Clubs Try to Teach Tolerance


BASH is awarded a No Place for Hate award for the 11th year in a row.

A lot is going on at BASH to try to make it a more open, accepting environment.

The Diversity and PRIDE clubs, in particular, tried a number of initiatives this year – everything from hosting speakers to encouraging students to be more sensitive about what they say to one another.

The Diversity Club’s efforts led to the school earning a “No Place for Hate” banner for the 11th one in a row.

“Every year we have to participate in certain activities to get it and be a No Place for Hate school,” said Mr. Phil Specht, Special Education English teacher, who runs the Diversity Club with Gifted Program Teacher Mrs. Sue Burdick.  

This year’s activities included the visit from Holocaust survivor Dr. Joseph Hirt and participation in the Anti-Defamation League’s Youth Leadership Conference.

The conference, which took place in October, focused on the themes of discrimination and diversity, and never being a bystander in the presence of hate. Former members of the Westboro Baptist Church, Megan and Grace Phelps, were the keynote speakers.
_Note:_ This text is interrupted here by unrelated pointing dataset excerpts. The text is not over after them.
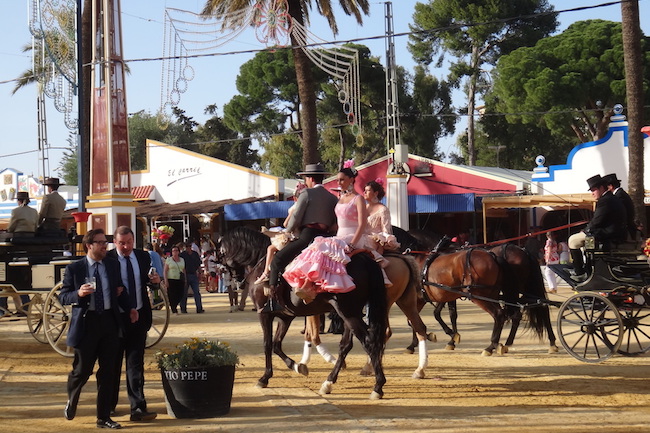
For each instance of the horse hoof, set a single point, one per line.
(326, 388)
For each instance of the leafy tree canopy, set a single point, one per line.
(580, 71)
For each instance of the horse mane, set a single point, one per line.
(243, 247)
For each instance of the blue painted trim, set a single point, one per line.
(569, 165)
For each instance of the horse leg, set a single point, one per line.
(312, 337)
(515, 321)
(345, 346)
(408, 305)
(280, 333)
(499, 316)
(451, 345)
(266, 321)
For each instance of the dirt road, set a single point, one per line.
(526, 390)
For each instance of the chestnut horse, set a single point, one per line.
(244, 247)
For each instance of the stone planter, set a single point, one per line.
(202, 392)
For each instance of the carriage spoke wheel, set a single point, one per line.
(35, 318)
(636, 332)
(56, 322)
(590, 327)
(160, 314)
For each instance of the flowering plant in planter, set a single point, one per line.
(196, 352)
(198, 378)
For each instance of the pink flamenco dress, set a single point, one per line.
(323, 261)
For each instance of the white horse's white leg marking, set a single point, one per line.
(326, 388)
(306, 353)
(327, 356)
(423, 360)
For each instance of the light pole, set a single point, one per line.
(498, 149)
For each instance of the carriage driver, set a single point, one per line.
(607, 224)
(313, 216)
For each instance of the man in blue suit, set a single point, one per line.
(135, 334)
(95, 325)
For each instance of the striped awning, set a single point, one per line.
(143, 193)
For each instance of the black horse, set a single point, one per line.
(243, 247)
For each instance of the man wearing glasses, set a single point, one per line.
(93, 287)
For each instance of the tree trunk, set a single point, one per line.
(634, 88)
(306, 93)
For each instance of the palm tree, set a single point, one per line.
(634, 86)
(299, 12)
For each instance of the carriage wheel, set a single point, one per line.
(57, 320)
(636, 332)
(35, 318)
(590, 327)
(160, 314)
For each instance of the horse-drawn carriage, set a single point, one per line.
(31, 272)
(610, 313)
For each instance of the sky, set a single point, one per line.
(214, 81)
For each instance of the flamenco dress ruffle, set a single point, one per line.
(323, 263)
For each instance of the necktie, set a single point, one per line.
(131, 282)
(99, 292)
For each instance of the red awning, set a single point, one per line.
(142, 193)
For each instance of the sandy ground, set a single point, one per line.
(525, 390)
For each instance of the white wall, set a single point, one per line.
(181, 175)
(609, 155)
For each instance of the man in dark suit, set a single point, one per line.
(133, 342)
(52, 207)
(313, 216)
(614, 185)
(606, 224)
(95, 325)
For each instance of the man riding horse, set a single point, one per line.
(313, 216)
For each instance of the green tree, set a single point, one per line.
(299, 12)
(567, 83)
(476, 33)
(219, 141)
(634, 90)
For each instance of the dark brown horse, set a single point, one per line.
(244, 247)
(521, 274)
(474, 274)
(525, 275)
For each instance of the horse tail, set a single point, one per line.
(539, 318)
(377, 309)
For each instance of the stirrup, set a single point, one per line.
(262, 278)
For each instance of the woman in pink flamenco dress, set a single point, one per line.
(321, 266)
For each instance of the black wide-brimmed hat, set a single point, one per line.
(312, 169)
(52, 181)
(594, 181)
(610, 179)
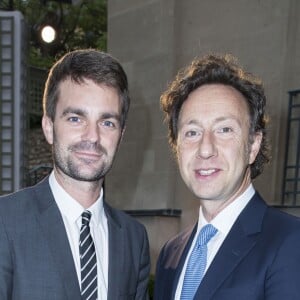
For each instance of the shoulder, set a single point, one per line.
(281, 222)
(25, 198)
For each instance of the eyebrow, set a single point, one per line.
(217, 120)
(82, 112)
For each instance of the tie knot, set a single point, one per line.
(86, 217)
(206, 233)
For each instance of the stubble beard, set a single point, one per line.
(64, 162)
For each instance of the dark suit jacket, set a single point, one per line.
(36, 262)
(259, 259)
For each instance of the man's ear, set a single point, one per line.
(47, 125)
(255, 147)
(122, 133)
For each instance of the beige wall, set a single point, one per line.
(153, 39)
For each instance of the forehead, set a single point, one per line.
(86, 91)
(214, 100)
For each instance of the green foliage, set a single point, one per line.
(83, 25)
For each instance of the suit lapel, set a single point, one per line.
(178, 257)
(116, 253)
(240, 240)
(54, 232)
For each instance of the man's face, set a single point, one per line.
(86, 131)
(213, 146)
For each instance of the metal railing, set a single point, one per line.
(291, 176)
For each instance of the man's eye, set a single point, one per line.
(74, 119)
(191, 133)
(108, 123)
(225, 130)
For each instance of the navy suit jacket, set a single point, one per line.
(36, 261)
(259, 259)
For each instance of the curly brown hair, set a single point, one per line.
(219, 69)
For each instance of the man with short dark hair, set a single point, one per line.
(60, 239)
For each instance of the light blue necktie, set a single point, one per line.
(197, 263)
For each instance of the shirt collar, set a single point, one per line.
(225, 219)
(70, 208)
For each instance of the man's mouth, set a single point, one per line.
(206, 172)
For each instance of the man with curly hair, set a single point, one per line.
(240, 248)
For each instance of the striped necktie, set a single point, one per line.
(197, 263)
(88, 260)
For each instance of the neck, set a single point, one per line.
(84, 192)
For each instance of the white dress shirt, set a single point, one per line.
(71, 212)
(223, 222)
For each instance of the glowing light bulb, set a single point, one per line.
(48, 34)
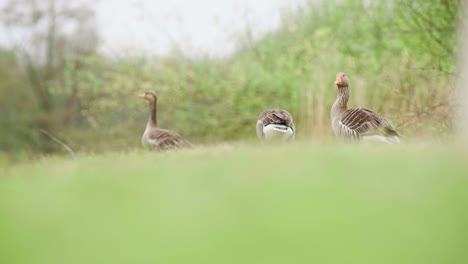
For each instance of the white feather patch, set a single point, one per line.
(273, 131)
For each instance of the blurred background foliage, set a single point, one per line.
(399, 55)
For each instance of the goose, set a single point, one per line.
(358, 124)
(155, 138)
(275, 124)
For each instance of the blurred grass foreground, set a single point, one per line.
(298, 203)
(225, 202)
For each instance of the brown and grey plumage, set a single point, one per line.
(155, 138)
(358, 123)
(275, 124)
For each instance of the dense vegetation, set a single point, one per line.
(399, 55)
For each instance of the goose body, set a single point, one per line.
(358, 124)
(155, 138)
(275, 124)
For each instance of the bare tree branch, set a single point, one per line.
(58, 141)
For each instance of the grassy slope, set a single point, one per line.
(239, 204)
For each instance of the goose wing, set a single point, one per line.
(358, 122)
(274, 116)
(163, 139)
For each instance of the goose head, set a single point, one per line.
(341, 80)
(150, 96)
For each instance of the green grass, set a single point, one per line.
(299, 203)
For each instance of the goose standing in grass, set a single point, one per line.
(358, 123)
(275, 124)
(155, 138)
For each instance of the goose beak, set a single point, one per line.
(338, 80)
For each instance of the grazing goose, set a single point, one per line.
(275, 124)
(358, 123)
(155, 138)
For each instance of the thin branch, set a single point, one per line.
(58, 141)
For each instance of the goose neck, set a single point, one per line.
(152, 121)
(341, 102)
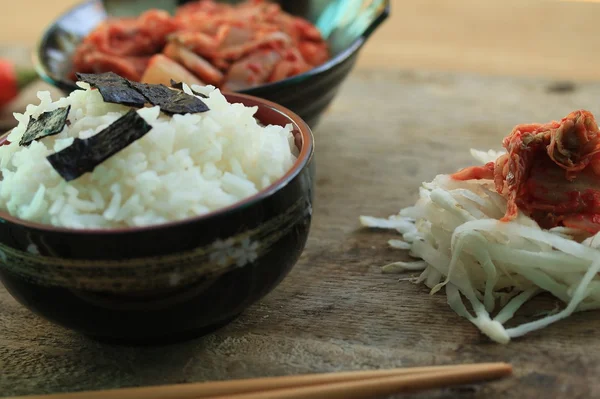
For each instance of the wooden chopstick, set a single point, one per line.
(347, 385)
(375, 387)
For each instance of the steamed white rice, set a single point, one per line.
(186, 165)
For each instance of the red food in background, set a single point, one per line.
(551, 172)
(231, 46)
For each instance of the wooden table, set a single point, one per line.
(336, 310)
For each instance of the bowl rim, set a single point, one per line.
(331, 63)
(303, 159)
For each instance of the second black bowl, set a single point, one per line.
(346, 25)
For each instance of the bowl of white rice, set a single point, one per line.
(167, 237)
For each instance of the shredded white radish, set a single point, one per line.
(454, 232)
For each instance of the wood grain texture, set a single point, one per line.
(336, 311)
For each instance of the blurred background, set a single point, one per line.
(549, 38)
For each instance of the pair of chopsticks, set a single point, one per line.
(341, 385)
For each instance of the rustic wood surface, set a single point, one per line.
(385, 134)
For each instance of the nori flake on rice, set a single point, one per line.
(118, 90)
(179, 86)
(85, 154)
(47, 124)
(113, 88)
(170, 101)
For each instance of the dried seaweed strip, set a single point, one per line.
(85, 154)
(170, 101)
(47, 124)
(113, 88)
(179, 86)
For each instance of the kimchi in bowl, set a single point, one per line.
(344, 27)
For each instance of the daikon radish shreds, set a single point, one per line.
(459, 243)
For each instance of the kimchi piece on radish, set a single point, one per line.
(524, 222)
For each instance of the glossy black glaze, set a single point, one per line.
(136, 312)
(308, 94)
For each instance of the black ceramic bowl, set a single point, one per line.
(172, 281)
(346, 25)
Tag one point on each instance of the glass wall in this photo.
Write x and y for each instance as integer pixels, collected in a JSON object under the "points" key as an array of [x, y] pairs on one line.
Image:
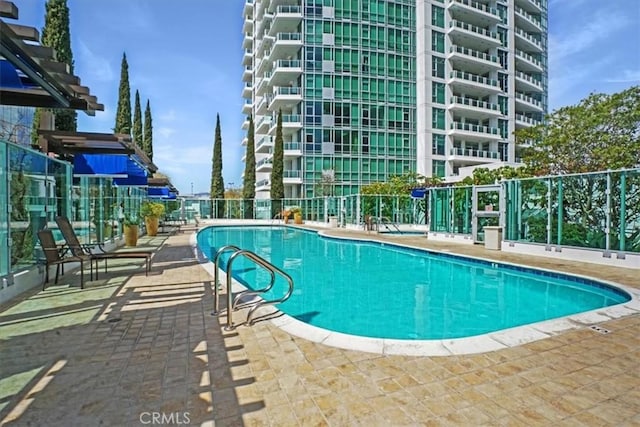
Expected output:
{"points": [[596, 210]]}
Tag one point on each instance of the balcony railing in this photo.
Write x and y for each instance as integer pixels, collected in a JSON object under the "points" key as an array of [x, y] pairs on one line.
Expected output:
{"points": [[474, 103], [475, 128], [481, 31], [474, 78], [475, 54], [474, 153]]}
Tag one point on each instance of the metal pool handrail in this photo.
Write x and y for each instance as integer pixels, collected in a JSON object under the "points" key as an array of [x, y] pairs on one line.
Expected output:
{"points": [[266, 265], [216, 292]]}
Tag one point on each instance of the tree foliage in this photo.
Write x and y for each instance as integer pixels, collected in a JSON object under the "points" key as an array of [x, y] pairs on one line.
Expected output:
{"points": [[147, 145], [137, 123], [249, 184], [485, 176], [56, 34], [123, 112], [601, 132], [277, 170], [217, 183]]}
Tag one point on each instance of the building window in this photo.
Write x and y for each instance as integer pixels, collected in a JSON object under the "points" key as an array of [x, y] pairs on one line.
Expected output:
{"points": [[437, 67], [437, 93], [437, 41], [437, 144]]}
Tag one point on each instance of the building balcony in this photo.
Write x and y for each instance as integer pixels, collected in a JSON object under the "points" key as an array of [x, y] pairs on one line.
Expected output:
{"points": [[527, 63], [263, 125], [286, 45], [527, 21], [473, 108], [247, 74], [247, 10], [265, 164], [472, 36], [292, 149], [247, 90], [285, 97], [526, 83], [526, 42], [532, 6], [291, 123], [470, 156], [473, 12], [286, 18], [523, 121], [247, 107], [247, 27], [471, 132], [472, 84], [527, 103], [264, 145], [285, 71], [472, 60], [263, 185], [292, 176], [263, 84]]}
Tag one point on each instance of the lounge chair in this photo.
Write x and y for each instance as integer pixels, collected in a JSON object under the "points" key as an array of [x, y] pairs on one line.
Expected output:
{"points": [[77, 249], [53, 255]]}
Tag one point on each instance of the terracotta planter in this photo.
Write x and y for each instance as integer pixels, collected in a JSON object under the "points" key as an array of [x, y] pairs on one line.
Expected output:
{"points": [[130, 235], [152, 224]]}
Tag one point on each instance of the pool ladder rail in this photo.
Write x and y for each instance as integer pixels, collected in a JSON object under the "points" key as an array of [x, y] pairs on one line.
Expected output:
{"points": [[235, 304]]}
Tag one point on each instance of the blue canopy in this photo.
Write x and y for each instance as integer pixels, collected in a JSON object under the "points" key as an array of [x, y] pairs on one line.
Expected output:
{"points": [[136, 175], [418, 193], [100, 165]]}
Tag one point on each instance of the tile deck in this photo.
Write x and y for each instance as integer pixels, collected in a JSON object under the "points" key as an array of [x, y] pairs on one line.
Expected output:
{"points": [[132, 350]]}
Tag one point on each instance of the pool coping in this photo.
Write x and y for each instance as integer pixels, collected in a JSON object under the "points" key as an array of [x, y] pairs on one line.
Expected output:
{"points": [[492, 341]]}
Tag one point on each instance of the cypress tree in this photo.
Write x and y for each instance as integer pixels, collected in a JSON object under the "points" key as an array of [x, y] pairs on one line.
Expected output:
{"points": [[55, 34], [147, 146], [137, 123], [277, 171], [249, 184], [217, 183], [123, 113]]}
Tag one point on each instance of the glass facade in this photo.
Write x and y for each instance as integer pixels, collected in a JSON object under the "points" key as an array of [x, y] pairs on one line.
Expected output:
{"points": [[356, 114]]}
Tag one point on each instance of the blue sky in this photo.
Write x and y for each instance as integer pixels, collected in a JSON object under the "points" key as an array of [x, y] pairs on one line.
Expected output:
{"points": [[185, 57]]}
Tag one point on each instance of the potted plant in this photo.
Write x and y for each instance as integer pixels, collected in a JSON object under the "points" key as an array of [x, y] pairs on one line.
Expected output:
{"points": [[285, 215], [130, 227], [297, 214], [151, 212]]}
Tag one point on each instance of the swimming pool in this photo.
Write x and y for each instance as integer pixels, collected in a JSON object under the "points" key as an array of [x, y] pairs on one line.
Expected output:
{"points": [[382, 290]]}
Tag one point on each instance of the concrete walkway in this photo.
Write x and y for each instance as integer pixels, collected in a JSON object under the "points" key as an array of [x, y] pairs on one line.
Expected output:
{"points": [[133, 350]]}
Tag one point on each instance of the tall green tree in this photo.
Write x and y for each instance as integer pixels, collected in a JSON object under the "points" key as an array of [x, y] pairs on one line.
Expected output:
{"points": [[137, 122], [123, 112], [601, 132], [147, 145], [277, 170], [217, 183], [249, 184], [56, 34]]}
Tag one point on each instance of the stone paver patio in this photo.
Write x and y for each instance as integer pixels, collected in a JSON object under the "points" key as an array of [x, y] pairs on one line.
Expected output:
{"points": [[133, 350]]}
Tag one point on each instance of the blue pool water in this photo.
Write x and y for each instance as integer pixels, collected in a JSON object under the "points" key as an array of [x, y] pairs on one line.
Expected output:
{"points": [[385, 291]]}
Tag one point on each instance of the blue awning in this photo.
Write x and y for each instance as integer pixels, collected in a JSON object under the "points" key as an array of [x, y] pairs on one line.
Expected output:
{"points": [[158, 192], [418, 193], [136, 175], [100, 165]]}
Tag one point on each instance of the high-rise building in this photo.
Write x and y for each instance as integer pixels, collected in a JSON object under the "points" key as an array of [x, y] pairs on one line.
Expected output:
{"points": [[369, 89], [482, 74], [342, 72]]}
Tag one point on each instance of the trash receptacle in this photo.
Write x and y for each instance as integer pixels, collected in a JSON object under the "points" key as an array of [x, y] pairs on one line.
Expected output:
{"points": [[493, 237]]}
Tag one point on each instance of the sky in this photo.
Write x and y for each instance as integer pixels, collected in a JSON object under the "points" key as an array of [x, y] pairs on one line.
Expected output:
{"points": [[186, 59]]}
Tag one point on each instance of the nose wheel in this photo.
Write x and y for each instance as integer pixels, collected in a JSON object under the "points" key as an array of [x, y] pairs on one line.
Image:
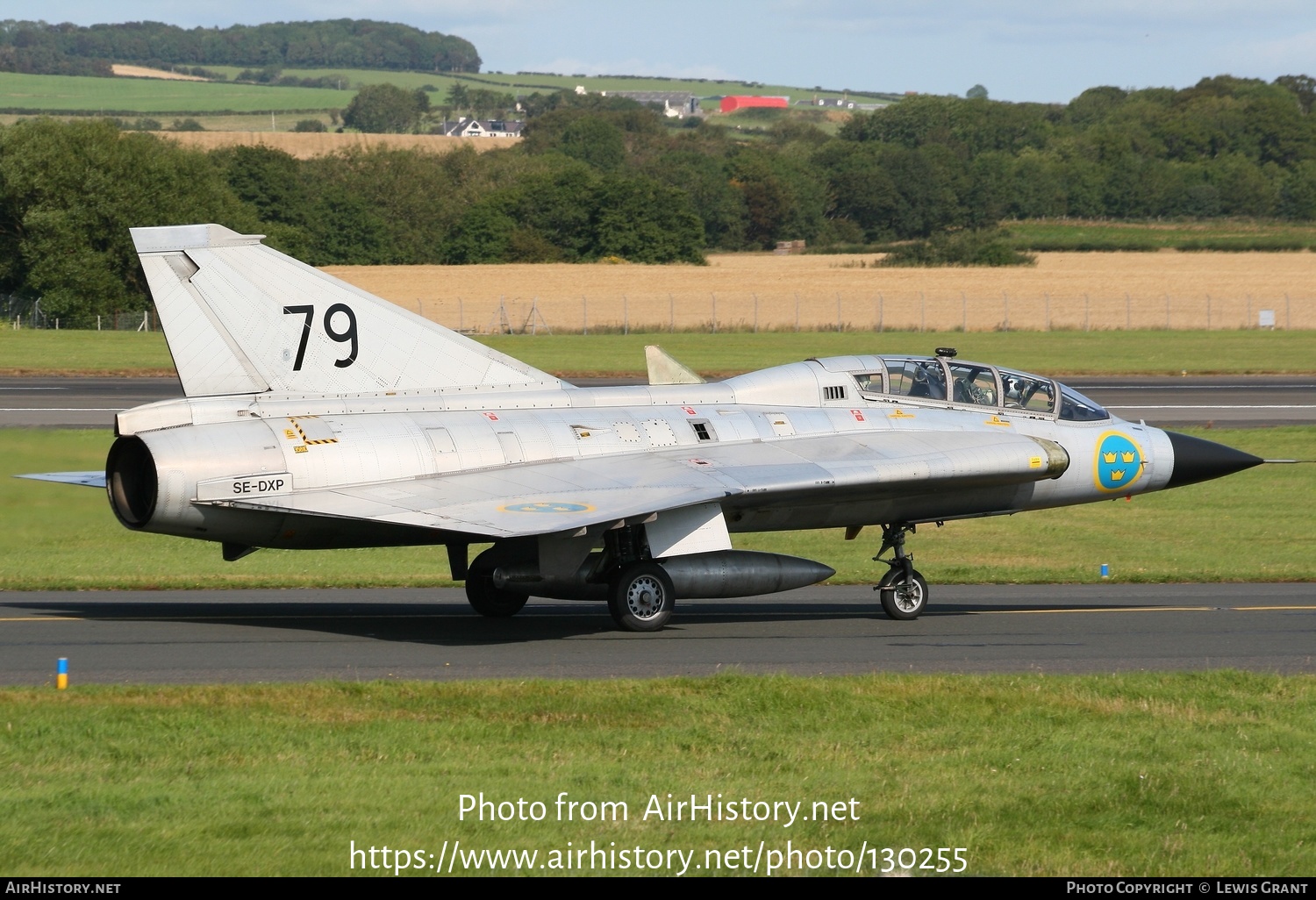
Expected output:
{"points": [[903, 589]]}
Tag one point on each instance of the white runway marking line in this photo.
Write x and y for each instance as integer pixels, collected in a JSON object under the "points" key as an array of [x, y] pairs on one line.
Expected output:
{"points": [[1297, 405], [1028, 612]]}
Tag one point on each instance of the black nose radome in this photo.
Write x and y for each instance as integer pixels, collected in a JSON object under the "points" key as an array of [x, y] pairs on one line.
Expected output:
{"points": [[1200, 461]]}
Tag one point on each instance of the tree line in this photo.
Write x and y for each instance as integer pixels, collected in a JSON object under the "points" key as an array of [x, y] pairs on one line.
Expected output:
{"points": [[604, 176], [68, 49]]}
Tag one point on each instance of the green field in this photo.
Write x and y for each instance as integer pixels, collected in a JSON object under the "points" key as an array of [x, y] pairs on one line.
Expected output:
{"points": [[118, 96], [1052, 353], [121, 96], [65, 537], [566, 82], [1129, 775]]}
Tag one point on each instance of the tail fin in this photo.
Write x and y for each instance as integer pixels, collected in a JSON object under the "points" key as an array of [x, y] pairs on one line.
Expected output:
{"points": [[241, 318]]}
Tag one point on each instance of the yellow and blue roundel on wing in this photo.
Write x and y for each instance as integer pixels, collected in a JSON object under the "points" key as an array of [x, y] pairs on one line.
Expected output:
{"points": [[547, 505], [1119, 462]]}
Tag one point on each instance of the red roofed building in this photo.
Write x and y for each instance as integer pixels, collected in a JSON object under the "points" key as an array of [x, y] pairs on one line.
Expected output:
{"points": [[731, 104]]}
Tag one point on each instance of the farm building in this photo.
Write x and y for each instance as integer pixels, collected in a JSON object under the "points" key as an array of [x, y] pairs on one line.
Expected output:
{"points": [[676, 104], [732, 104], [489, 128]]}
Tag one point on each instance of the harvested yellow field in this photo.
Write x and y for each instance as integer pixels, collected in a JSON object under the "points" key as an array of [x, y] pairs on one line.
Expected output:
{"points": [[141, 71], [303, 145], [768, 292]]}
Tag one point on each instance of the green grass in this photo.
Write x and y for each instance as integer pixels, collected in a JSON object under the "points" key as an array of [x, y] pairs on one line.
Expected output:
{"points": [[1052, 353], [118, 96], [549, 83], [65, 537], [1205, 234], [83, 353], [1129, 775], [161, 96]]}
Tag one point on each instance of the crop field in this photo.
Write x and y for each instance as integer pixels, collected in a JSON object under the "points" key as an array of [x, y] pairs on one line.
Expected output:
{"points": [[157, 95], [318, 144], [549, 83], [1052, 234], [765, 292], [29, 352]]}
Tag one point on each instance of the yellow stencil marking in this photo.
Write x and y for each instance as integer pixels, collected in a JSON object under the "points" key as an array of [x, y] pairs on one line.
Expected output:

Attendees could also participate in an essay contest, the topic being how the conference inspired them. BASH sophomore Kelsey Miller won and was present at the presentation of the new banner.

The PRIDE Club — which consists of students from across the spectrum of sexual orientation and gender identity — has also done a lot to encourage a more tolerant school environment.

Formerly known as the Gay Straight Alliance, the club now goes by the name PRIDE, or People Respecting Individual Differences Everywhere. According to club adviser Mrs. Shive, “GSA kind of has a negative connotation. We wanted to broaden it up and let people know we accept everyone. PRIDE does that because of what it stands for.”

The group meets weekly to discuss LGBT issues and forms a support network for some of the people in it.

“Some of the people in it aren’t out yet, so it kind of gives them people to talk to,” Senior Holly Nemic said.

Consequently, PRIDE also discusses current affairs; among the important issues are:

-the numerous anti-trans bills being pushed forward in state legislatures: Most of them intend on barring trans students from using facilities like locker and bathrooms which are not designated for their birth gender.

-‘religious freedom’ cases where people have refused same sex couples services, proving full equality has not been achieved.

But they don’t limit themselves to discussion. Recently, students in the club e-mailed a survey to faculty and staff inquiring about the prevalence of homophobic slurs used throughout the school day. They also gave a presentation at a faculty meeting to encourage teachers to proactively stop discriminatory slurs if they hear them.

As future plans go, PRIDE is also planning on a creating a wall near the nurse’s office.

“It’s going to be like the SADD wall kind of, but it’ll list  resources and contact information for students who might have issues or questions,”Mrs. Shive says.

Despite PRIDE and the Diversity Club’s efforts, some problems still exist. Some students are skeptical about “No Place for Hate”.  

“It doesn’t do anything,Senior John Harris said.

Mr. Specht understands there are still frustrations and misperceptions, but feels the school environment is improving.

“I think kids are better than they used to be,” he said. “I don’t have to correct them very much for calling things ‘gay’. There are still exceptions, but they’re easier to pick out.”

According to Mr. Specht, part of the problem is how insular Boyertown is  — but he feels technology is helping people connect.

“The only danger with that is everyone has an equal voice. So some pretty reprehensible people can have a big audience.

But we’re trying to make people have more empathy and tolerance.

What we’re promoting is the opposite of hate, I guess love. Maybe we should change our name. A  Place for Love.”